When Stars ends, Chen will have a month before his next skating commitment, four “Dreams on Ice” shows in Yokohama, Japan, in early July. He will be back in Japan in late July for a nine-show, three-city tour called “The Ice.” The other major item on his agenda for the summer is a Hawaii vacation with his parents and four siblings, one of whom, Tony, lives on Oahu.

“As a family, we’ve never gone on a vacation,” Chen said.

He and his mother, Hetty Wang, have lived apart from their family base in Salt Lake City since Chen began working with Arutunian in southern California some 12 years ago. They will no longer have a California residence at the end of the summer, when he leaves for Yale, and his mother goes back to Utah.

“If something happens, and I want to train in California, I can always go back and stay with Mariah (Bell) or Michal Brezina,” he said. “That would only be for a couple weeks during (school) breaks.”

During his first two years at college, Chen bridged the 3,000-mile distance to Arutunian mainly with video sessions. He moved back to California the past two seasons to focus solely on skating.

Chen insisted his Stars on Ice experience has been little different as Olympic champion from what it was four years earlier, when he had finished fifth in the 2018 Olympics.

“I’m a little later in the show,” he said, in characteristic understatement, of the tour recognizing his change in stature.

He does two individual numbers, one with the Elton John music used in his Olympic free skate. When the Stars on Ice cast went to John’s concert in Greensboro, North Carolina, last month, the legendary musician gave Chen a shout-out.

“I was just so honored he chose my song,” John said.

“That was crazy,” Chen said of John’s acknowledgement.

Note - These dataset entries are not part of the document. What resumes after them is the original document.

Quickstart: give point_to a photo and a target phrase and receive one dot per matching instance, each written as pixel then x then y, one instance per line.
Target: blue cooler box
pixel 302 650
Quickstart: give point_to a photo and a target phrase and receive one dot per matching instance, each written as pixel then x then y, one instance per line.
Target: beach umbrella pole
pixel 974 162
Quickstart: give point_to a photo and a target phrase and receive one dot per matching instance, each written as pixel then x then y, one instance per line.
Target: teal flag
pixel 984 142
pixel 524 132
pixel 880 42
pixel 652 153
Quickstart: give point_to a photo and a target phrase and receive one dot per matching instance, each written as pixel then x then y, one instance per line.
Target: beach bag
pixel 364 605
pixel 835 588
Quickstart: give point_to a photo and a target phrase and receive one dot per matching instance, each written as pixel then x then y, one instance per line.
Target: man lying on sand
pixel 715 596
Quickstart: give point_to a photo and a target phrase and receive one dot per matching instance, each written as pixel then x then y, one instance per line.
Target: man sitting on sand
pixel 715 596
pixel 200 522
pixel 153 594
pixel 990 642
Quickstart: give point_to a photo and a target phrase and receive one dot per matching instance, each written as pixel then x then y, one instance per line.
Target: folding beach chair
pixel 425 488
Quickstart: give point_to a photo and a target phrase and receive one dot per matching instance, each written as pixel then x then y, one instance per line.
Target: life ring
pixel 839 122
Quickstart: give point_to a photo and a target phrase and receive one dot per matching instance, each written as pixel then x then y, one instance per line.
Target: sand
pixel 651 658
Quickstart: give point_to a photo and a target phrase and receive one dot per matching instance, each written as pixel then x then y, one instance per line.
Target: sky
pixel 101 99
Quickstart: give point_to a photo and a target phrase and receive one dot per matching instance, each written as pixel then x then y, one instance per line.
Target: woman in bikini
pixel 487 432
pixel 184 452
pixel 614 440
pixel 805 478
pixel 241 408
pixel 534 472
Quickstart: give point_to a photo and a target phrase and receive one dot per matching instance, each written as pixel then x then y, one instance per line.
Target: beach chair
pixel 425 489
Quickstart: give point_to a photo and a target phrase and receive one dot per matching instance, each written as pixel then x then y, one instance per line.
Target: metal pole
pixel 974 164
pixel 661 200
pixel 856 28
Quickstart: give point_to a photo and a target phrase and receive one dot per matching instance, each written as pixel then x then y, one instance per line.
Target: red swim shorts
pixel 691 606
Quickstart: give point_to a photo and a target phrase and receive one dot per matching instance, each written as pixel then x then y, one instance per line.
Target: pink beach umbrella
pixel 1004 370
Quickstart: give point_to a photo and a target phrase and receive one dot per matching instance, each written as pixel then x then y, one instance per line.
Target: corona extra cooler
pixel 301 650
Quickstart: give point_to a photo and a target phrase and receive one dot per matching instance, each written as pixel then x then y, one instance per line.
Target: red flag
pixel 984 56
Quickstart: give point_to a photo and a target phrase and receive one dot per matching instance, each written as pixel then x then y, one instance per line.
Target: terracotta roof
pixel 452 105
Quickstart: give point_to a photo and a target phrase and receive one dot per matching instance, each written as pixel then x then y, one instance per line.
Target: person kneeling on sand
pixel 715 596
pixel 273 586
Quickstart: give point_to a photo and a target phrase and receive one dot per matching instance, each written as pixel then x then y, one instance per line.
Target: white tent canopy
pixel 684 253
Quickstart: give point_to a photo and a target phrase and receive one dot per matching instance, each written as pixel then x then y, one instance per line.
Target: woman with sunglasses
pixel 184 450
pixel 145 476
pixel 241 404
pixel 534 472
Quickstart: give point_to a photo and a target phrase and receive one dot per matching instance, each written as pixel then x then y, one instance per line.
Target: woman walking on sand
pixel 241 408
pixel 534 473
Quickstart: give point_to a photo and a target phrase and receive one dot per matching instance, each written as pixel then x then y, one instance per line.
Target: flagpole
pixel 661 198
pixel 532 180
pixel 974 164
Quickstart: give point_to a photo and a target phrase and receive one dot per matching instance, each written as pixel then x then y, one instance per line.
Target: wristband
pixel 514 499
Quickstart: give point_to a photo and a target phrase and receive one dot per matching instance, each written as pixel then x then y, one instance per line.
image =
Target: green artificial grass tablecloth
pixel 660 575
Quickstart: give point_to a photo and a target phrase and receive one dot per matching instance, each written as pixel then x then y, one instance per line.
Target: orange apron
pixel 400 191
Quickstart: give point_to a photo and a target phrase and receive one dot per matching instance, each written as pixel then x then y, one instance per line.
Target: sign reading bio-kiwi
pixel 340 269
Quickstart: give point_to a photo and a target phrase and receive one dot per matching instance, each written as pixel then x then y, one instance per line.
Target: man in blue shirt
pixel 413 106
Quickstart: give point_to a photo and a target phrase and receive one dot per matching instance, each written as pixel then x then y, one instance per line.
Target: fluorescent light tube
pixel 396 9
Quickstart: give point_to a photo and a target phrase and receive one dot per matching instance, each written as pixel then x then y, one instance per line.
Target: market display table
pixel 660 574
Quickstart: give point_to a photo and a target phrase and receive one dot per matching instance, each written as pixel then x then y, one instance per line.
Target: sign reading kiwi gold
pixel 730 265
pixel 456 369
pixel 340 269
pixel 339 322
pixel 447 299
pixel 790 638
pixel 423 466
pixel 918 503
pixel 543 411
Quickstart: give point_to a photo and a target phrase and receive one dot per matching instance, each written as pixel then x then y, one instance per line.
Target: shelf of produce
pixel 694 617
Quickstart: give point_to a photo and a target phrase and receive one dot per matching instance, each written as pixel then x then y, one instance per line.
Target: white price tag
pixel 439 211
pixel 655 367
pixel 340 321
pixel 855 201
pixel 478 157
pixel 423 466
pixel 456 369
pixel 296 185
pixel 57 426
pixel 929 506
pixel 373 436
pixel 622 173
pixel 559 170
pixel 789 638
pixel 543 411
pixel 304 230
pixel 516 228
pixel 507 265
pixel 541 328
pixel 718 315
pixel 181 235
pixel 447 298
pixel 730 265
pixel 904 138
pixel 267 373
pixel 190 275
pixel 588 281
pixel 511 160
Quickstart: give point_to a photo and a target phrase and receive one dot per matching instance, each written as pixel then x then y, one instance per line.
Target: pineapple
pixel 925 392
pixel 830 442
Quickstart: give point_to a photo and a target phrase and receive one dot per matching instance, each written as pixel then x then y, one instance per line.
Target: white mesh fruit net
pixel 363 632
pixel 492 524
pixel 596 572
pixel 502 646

Among other perks from winning gold: the acclaimed guitar making company Paul Reed Smith recently gifted Chen an electric. (“One of their employees who was a figure skater saw I was really into guitar and reached out to ask if I would like one of theirs,” Chen explained.)

And, coinciding with Wednesday’s tour show in Salt Lake City, the Utah governor, Spencer Cox, has declared it “Nathan Chen Day” in the state. That was to include honoring Chen in a ceremony at the State Capitol chamber.

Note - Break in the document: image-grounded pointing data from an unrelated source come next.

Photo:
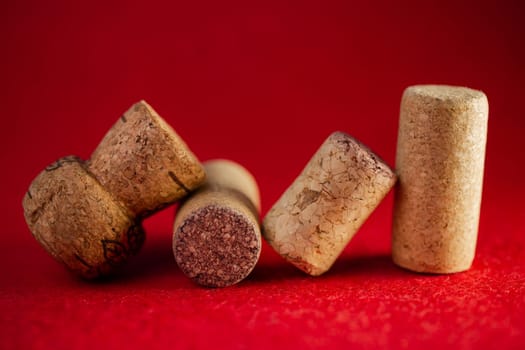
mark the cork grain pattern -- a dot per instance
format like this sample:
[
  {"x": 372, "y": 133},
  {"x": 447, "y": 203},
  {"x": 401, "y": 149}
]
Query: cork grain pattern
[
  {"x": 78, "y": 222},
  {"x": 320, "y": 212},
  {"x": 217, "y": 237},
  {"x": 144, "y": 163},
  {"x": 440, "y": 160}
]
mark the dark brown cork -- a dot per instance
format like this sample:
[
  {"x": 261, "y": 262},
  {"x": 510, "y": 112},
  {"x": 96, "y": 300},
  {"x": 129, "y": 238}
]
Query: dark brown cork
[
  {"x": 87, "y": 215},
  {"x": 216, "y": 246},
  {"x": 217, "y": 238}
]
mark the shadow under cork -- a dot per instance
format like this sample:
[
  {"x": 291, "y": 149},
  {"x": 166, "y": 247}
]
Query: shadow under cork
[{"x": 346, "y": 266}]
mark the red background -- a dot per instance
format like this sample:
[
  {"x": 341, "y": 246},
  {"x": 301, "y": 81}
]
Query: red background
[{"x": 264, "y": 84}]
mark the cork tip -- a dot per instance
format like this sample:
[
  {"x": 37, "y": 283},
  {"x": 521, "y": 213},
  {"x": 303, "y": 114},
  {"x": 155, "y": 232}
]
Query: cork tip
[{"x": 446, "y": 92}]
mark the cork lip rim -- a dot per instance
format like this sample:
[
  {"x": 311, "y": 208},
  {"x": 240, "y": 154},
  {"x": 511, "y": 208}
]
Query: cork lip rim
[
  {"x": 387, "y": 169},
  {"x": 445, "y": 92}
]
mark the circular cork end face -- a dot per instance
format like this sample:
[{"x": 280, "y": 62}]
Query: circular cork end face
[
  {"x": 78, "y": 222},
  {"x": 216, "y": 246}
]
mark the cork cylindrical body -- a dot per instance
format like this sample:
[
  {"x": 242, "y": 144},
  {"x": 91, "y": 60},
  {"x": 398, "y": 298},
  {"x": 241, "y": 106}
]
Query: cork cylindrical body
[
  {"x": 144, "y": 163},
  {"x": 217, "y": 238},
  {"x": 320, "y": 212},
  {"x": 440, "y": 160},
  {"x": 78, "y": 222}
]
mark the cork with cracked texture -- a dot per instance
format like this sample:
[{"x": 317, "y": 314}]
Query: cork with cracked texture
[
  {"x": 440, "y": 161},
  {"x": 320, "y": 212},
  {"x": 78, "y": 222},
  {"x": 217, "y": 238},
  {"x": 88, "y": 215},
  {"x": 144, "y": 163}
]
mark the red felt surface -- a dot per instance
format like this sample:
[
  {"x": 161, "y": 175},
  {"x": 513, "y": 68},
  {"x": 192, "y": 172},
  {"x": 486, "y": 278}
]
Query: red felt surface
[{"x": 262, "y": 83}]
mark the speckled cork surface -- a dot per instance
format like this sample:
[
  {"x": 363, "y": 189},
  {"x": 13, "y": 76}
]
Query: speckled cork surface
[
  {"x": 78, "y": 222},
  {"x": 87, "y": 214},
  {"x": 440, "y": 160},
  {"x": 320, "y": 212},
  {"x": 144, "y": 163},
  {"x": 217, "y": 238}
]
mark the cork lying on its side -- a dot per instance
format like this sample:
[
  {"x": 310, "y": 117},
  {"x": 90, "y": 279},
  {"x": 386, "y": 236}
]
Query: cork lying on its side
[
  {"x": 440, "y": 160},
  {"x": 87, "y": 214},
  {"x": 320, "y": 212},
  {"x": 78, "y": 222},
  {"x": 144, "y": 163},
  {"x": 217, "y": 239}
]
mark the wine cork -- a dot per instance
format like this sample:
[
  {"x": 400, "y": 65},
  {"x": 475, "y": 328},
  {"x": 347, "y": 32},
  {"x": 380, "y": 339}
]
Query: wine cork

For Chen, the best part of winning the gold medal was giving it to his mother in a surprise reunion between them on the “TODAY” show after he returned from Beijing.

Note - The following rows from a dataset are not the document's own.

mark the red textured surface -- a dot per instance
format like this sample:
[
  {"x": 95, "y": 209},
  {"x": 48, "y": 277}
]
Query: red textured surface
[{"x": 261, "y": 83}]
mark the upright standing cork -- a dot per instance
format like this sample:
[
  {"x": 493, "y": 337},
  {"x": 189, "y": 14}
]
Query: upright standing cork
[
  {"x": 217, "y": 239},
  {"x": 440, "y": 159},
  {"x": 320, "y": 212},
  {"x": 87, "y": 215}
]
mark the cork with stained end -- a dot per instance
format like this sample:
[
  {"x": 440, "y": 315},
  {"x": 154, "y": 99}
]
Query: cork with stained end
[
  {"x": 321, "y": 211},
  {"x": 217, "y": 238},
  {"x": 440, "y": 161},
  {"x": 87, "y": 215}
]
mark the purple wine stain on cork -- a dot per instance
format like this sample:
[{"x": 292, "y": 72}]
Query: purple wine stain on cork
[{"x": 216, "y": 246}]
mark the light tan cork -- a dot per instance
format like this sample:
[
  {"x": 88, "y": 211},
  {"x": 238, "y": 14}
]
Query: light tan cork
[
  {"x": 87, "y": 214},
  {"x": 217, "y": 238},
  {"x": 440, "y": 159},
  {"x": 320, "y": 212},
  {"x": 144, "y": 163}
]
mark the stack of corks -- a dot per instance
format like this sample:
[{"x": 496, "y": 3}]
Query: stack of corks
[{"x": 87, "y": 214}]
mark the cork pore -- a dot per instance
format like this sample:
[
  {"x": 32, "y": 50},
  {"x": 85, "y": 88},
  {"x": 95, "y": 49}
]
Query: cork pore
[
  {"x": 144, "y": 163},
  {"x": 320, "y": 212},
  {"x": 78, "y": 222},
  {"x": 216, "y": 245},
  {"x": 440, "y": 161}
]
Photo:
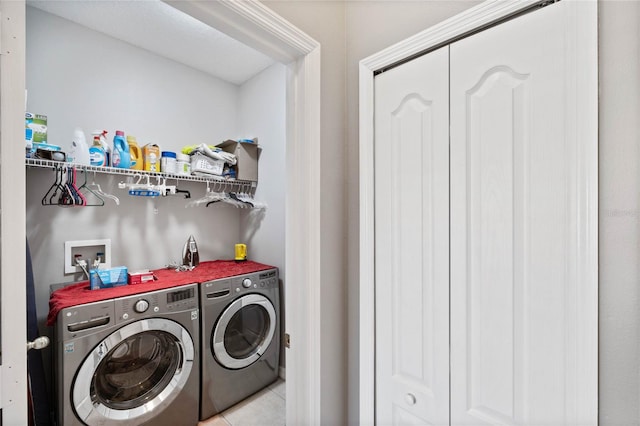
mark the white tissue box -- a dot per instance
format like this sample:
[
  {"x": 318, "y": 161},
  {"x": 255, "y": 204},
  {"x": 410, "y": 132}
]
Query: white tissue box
[{"x": 203, "y": 164}]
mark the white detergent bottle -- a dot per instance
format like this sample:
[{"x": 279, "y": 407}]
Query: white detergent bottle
[
  {"x": 102, "y": 134},
  {"x": 79, "y": 152}
]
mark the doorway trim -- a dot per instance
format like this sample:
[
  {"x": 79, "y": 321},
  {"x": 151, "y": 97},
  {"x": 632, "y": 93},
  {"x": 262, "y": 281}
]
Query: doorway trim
[
  {"x": 259, "y": 27},
  {"x": 468, "y": 22}
]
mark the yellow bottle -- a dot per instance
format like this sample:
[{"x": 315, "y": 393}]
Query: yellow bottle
[{"x": 136, "y": 153}]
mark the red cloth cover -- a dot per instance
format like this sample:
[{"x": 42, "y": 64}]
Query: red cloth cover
[{"x": 80, "y": 293}]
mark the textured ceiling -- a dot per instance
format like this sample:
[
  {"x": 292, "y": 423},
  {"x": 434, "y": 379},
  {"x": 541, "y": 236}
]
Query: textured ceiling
[{"x": 159, "y": 28}]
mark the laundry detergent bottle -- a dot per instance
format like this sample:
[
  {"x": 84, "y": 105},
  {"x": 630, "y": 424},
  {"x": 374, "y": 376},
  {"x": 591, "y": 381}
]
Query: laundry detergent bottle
[
  {"x": 102, "y": 135},
  {"x": 96, "y": 152},
  {"x": 136, "y": 153},
  {"x": 120, "y": 156}
]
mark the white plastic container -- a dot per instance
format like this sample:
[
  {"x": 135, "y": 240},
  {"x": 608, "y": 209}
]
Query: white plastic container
[
  {"x": 79, "y": 152},
  {"x": 168, "y": 163},
  {"x": 183, "y": 162}
]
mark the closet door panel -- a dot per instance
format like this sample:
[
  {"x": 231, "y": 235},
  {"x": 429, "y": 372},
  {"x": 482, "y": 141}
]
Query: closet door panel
[
  {"x": 412, "y": 242},
  {"x": 514, "y": 285}
]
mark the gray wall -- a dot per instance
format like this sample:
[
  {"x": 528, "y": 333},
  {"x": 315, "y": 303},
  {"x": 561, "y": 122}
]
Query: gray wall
[
  {"x": 369, "y": 26},
  {"x": 619, "y": 251}
]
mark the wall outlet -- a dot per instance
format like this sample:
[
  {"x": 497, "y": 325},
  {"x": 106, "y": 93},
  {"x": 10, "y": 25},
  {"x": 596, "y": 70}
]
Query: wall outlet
[{"x": 88, "y": 249}]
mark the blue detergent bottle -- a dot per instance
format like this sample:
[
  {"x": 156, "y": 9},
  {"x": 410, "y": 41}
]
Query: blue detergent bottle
[{"x": 120, "y": 156}]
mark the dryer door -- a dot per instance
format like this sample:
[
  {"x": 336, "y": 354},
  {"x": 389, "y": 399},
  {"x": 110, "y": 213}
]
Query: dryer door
[
  {"x": 134, "y": 373},
  {"x": 244, "y": 331}
]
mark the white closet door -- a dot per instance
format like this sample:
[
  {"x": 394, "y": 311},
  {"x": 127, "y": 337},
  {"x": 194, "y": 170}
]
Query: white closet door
[
  {"x": 412, "y": 242},
  {"x": 516, "y": 204}
]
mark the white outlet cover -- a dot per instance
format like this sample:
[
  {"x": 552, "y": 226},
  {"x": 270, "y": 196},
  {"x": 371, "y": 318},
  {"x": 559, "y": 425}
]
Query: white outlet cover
[{"x": 70, "y": 268}]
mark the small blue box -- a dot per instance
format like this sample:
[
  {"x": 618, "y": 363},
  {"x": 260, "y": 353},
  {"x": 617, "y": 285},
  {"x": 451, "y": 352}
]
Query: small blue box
[{"x": 107, "y": 278}]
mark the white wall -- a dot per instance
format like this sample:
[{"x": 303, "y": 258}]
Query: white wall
[
  {"x": 104, "y": 83},
  {"x": 262, "y": 113},
  {"x": 324, "y": 21}
]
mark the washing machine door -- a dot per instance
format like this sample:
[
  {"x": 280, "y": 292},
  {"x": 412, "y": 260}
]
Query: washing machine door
[
  {"x": 244, "y": 331},
  {"x": 134, "y": 373}
]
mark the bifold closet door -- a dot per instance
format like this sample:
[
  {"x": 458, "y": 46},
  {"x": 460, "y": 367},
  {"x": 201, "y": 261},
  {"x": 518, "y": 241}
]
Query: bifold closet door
[
  {"x": 523, "y": 339},
  {"x": 412, "y": 242}
]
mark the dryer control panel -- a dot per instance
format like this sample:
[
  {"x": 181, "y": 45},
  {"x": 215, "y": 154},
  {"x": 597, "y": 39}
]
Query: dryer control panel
[{"x": 241, "y": 284}]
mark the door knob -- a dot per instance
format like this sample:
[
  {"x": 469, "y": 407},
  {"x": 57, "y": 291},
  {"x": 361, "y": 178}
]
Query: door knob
[
  {"x": 39, "y": 343},
  {"x": 410, "y": 399}
]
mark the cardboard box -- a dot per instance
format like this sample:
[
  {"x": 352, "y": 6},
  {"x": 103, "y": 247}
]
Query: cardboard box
[
  {"x": 107, "y": 278},
  {"x": 247, "y": 155},
  {"x": 151, "y": 156}
]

“(It was) for the work she helped me with over many, many years,” he said. “It resulted in the goal we both really wanted.”

He won gold in a runaway with some of the greatest skating in Olympic history. It began with his performance in the team event short program, continued with his record score in the individual short program and ended with a free skate that included five clean quadruple jumps and one blip, a watered-down final jump of a combination.

Chen said he generally does not re-watch his skating. He has made an exception for the 2022 Olympic short programs, which did more than exorcise demons from botching them both at the 2018 Olympics. He had fresher doubts to deal with, related to his combination jump, a quad lutz-triple toe.

“I was struggling so much on the lutz-toe in training (for a couple months),” Chen said. “I would go into the jump, fall, go into the jump, fall. I had repetition after repetition of the short program not being able to hit it. That engendered a lot of worry over my preparation for the Olympics.”

Chen hit the combination both times in the Beijing competitions, becoming the first skater to land it in the second half bonus area of an international short program. That is why he has found it compelling to watch the programs again. That is why after the second short program the usually self-contained Chen gave a powerful fist pump, a public display of emotion he called, “Unconventional for me.”

“I’m able to generate so much pride for that because I know how hard it was to get to that point,” he said.

For four years, Chen had been motivated by the desire not only to compete again at the Olympics but to give himself a good shot at the gold medal. What he did in Beijing will be forever present in Chen’s life, but it already is also in the past. Right now he is excited to play the new guitar.

Philip Hersh, who has covered figure skating at every Winter Olympics since 1980, is a special contributor to NBCSports.com.